It's crushing really that as you write "not even Jesus’ resurrection can soften those hearts hardened to the truths of God."

I believe the critical detail is that Lazarus has a name, while we never learn the rich man's name. Names represent true identity. One lived as a person, the other as a role.

Both men die. Lazarus is carried by angels to Abraham's bosom. The rich man finds himself in Hades, in torment. He looks up and sees Abraham far away, with Lazarus beside him.

The rich man's first words. "Father Abraham, have mercy on me, and send Lazarus to dip his finger in water and cool my tongue, for I am in anguish in this flame." Even in hell, he treats Lazarus as his servant.

Abraham's response reveals everything. "Child, remember that you in your lifetime received your good things, and Lazarus bad things; but now he is comforted here, and you are in anguish."

This point is often confused. The rich man's sin wasn't greed or pride. It was invisibility. Making another human being invisible. Lazarus was right at his gate every day, and he simply didn't see him as a person.

The hidden symbols: Purple represents royal power and opulence, fine linen represents purity, feasting represents satisfaction. The rich man had everything the world calls good. Yet he lived in spiritual blindness.

Lazarus (meaning "God helps") represents everyone society makes invisible - the homeless, the sick, the forgotten. The dogs that lick his wounds show more compassion than the rich man ever did.

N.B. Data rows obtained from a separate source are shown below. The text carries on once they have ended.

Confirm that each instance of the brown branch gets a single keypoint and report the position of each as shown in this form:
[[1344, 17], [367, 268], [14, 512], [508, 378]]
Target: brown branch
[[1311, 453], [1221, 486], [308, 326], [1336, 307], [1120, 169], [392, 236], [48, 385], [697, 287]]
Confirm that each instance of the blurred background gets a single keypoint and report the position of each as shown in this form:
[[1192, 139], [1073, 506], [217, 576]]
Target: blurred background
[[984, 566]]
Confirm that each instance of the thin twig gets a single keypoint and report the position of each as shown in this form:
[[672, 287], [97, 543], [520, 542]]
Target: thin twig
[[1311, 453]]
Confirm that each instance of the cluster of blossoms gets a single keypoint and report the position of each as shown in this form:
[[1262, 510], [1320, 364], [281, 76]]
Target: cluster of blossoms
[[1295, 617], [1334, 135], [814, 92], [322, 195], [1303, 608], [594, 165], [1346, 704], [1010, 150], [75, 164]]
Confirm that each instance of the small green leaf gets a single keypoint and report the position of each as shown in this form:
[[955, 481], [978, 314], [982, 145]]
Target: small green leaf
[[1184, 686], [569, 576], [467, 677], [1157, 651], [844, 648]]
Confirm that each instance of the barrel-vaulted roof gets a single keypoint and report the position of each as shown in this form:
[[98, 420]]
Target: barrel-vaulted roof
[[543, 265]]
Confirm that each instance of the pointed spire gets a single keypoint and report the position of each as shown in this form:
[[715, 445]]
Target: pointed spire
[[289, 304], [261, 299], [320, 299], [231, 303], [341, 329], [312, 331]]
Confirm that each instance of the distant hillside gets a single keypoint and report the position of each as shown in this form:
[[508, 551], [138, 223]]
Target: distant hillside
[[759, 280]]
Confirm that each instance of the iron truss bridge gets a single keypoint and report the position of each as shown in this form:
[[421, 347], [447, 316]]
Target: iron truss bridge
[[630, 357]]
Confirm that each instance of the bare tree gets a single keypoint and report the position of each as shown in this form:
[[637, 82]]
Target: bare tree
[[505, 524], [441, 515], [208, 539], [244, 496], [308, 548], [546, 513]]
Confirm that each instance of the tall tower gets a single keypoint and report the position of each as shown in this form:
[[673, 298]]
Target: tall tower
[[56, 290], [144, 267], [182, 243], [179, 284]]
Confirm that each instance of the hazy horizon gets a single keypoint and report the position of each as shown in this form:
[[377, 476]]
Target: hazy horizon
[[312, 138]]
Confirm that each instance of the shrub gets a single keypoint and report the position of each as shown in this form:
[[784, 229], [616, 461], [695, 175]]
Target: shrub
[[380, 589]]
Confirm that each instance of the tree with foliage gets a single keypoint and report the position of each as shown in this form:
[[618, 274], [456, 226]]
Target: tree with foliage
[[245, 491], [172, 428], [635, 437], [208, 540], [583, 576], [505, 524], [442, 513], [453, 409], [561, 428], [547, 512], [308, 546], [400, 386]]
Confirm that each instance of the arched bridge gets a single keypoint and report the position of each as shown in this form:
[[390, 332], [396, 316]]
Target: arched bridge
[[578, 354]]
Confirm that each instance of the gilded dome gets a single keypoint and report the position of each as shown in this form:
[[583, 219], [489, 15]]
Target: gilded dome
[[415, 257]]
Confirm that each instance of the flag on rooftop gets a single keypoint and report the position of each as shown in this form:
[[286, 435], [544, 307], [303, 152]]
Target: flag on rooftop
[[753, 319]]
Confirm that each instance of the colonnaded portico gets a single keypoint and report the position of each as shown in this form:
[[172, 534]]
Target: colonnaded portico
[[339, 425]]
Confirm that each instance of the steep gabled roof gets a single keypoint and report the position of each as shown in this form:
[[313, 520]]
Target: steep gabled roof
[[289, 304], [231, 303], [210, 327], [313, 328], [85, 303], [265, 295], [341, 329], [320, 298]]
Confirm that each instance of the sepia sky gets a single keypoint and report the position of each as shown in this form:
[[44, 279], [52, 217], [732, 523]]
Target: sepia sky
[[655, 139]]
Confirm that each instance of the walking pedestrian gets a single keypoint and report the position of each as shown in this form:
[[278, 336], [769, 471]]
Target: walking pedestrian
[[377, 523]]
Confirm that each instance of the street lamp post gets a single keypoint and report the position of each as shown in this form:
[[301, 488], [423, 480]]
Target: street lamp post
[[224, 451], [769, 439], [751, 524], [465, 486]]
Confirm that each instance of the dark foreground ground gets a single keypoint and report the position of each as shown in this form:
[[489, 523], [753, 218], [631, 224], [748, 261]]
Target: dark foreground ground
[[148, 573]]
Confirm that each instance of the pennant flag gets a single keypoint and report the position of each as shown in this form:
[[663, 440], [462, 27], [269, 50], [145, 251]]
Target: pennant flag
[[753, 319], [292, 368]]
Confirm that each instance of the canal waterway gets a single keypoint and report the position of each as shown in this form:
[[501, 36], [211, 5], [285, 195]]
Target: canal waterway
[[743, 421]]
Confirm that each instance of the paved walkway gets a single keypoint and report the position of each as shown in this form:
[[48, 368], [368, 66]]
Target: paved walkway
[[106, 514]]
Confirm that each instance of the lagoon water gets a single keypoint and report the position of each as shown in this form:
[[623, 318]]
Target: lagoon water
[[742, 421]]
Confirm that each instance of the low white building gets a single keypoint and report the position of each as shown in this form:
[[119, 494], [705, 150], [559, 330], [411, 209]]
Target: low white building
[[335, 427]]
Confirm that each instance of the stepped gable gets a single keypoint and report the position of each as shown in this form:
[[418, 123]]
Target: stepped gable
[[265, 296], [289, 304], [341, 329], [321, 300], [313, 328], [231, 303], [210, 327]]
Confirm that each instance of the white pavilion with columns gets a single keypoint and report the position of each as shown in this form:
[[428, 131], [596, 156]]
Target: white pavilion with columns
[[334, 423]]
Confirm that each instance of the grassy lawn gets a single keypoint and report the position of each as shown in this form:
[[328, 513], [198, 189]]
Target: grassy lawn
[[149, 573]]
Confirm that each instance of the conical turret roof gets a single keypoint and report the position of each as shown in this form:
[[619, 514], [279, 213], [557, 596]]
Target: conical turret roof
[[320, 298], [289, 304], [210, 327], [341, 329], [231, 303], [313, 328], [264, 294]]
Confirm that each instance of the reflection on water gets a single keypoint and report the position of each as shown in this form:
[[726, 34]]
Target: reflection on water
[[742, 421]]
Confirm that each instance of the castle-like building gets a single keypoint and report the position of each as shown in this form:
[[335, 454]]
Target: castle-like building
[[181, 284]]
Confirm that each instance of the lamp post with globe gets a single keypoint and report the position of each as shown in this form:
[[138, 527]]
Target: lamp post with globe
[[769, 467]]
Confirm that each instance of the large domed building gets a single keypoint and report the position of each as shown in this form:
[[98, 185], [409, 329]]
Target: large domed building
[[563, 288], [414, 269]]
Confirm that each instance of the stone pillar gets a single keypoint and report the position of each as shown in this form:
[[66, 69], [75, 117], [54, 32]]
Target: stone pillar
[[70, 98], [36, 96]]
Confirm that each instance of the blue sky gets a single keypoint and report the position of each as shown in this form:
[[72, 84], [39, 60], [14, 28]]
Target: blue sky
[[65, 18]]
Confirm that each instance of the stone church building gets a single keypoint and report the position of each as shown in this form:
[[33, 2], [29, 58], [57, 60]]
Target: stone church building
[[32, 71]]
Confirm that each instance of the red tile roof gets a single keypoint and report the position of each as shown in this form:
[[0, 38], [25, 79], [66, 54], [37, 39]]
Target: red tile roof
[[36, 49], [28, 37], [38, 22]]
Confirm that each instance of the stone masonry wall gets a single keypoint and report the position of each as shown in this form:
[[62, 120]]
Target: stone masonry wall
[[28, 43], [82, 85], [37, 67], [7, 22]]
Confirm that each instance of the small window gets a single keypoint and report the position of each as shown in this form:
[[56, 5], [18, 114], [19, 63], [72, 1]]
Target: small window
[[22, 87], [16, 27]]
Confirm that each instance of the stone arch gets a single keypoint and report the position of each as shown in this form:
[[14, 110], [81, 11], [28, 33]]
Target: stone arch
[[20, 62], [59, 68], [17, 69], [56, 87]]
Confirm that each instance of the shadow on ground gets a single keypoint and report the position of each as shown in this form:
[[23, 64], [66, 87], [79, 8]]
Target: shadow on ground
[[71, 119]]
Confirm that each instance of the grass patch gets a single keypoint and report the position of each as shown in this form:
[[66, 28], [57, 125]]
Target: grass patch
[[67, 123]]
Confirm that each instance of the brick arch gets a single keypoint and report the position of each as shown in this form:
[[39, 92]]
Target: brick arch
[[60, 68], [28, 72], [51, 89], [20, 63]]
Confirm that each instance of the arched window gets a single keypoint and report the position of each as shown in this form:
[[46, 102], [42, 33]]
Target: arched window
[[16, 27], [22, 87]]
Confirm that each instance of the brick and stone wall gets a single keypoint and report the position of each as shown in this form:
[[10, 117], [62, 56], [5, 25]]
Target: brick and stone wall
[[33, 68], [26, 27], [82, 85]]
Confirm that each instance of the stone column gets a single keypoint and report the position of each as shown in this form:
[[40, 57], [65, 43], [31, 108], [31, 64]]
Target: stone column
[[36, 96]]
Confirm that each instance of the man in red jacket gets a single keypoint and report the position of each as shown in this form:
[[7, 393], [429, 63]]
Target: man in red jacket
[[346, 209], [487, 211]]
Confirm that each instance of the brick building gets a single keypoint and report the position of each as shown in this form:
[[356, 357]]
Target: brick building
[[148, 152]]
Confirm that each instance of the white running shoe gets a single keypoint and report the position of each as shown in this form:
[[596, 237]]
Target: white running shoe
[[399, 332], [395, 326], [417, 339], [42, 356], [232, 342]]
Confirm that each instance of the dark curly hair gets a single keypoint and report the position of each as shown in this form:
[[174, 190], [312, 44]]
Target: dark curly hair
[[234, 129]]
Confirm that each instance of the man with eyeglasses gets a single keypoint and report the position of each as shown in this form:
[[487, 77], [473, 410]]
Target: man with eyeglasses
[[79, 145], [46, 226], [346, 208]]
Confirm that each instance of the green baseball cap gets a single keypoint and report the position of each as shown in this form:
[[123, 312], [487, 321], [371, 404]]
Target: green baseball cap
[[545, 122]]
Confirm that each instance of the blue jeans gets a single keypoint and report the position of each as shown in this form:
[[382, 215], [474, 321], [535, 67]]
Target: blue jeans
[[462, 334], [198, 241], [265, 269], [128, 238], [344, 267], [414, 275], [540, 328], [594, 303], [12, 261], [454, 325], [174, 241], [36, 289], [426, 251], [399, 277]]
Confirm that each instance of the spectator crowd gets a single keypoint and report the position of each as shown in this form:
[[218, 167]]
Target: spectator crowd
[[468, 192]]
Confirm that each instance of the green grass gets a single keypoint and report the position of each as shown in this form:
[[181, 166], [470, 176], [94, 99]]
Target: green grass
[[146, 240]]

As you write, we all have Lazarus at our gate. The coworker we ignore, the homeless person we step over, the family member we neglect. True poverty isn't lacking money - it's lacking the ability to see others.

The rich man's final plea: "Send Lazarus to my father's house to warn my five brothers." Abraham refuses: "They have Moses and the prophets. If they don't listen to them, they won't believe even if someone rises from the dead."

Hell isn't the rich man’s punishment for being wealthy. It's the natural consequence of living blind to those around you. True wealth is seeing every person as a person.